Research vs. Development: Where is the Moat in AI?
As I delve into the world of AI, I’m reminded of the mythological creature, the Chimera - a being with two distinct heads on one body. This duality is reminiscent of the Research and Development (R&D) departments in AI companies. Researchers, with their strong academic backgrounds, focus on publishing papers, applying for patents, and working on ideas that may take years to come to fruition. They deliver long-term value by asking tough questions and finding innovative answers.
On the other hand, developers are valued for their practical skills and problem-solving abilities. They work in rapid cycles, focused on producing clear and measurable results. While some critics argue that development teams simply package and repackage products, it’s the nuts and bolts of a product that drives adoption.
If R&D were a basketball team, the players would come from the development department. The research team would spend their time asking whether they can alter the rules of the game and whether basketball is even the best game for them to play.
The future of coding is here
The shift in AI barriers and value drivers is evident. Even as large companies focus on hiring AI researchers, the rules of the game are changing. The core assets of these companies - enormous lumps of code that took decades to replicate - can now be built in a fraction of the time and cost, thanks to AI-powered auto coding.

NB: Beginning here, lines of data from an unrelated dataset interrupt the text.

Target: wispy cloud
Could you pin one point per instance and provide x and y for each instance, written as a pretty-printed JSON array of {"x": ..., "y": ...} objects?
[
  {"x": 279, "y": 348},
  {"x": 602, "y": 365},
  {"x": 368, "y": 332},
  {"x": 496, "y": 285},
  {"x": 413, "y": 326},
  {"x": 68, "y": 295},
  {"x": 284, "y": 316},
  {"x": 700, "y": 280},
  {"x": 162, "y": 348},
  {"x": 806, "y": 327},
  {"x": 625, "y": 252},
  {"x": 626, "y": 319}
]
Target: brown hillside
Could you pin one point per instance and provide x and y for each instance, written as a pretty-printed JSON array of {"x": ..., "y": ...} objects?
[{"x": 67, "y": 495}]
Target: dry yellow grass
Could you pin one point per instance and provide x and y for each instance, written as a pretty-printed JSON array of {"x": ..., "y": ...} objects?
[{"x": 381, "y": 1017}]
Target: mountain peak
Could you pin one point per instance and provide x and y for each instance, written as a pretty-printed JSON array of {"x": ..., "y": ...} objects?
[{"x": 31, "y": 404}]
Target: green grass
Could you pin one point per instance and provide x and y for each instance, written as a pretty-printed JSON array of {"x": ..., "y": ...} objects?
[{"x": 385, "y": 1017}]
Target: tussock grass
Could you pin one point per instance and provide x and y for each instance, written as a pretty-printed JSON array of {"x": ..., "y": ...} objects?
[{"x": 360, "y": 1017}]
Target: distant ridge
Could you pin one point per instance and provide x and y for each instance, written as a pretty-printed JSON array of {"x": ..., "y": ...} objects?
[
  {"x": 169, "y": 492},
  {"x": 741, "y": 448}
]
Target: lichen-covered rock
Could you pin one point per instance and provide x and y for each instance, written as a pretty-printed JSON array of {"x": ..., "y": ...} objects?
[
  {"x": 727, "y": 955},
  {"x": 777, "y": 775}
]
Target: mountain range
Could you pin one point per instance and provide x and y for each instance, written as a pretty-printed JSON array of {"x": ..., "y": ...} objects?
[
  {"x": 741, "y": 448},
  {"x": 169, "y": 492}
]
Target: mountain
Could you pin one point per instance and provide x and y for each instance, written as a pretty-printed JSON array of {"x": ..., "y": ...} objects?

The future of AI-powered products
The key to success in AI has moved from groundbreaking research to building practical applications. While research paves the way for future advancements, development translates those ideas into value. The new AI moat lies in exceptional AI-powered products, not in groundbreaking research. Companies that excel in building user-friendly tools, infrastructure for smooth AI integration, and entirely new LLM-powered products will be the future winners.
The future of AI is bright
As the focus shifts from defining the game’s rules to mastering them, the race is on to develop the most impactful applications of AI. The winners will be those who can build practical, user-friendly products that drive adoption and deliver value.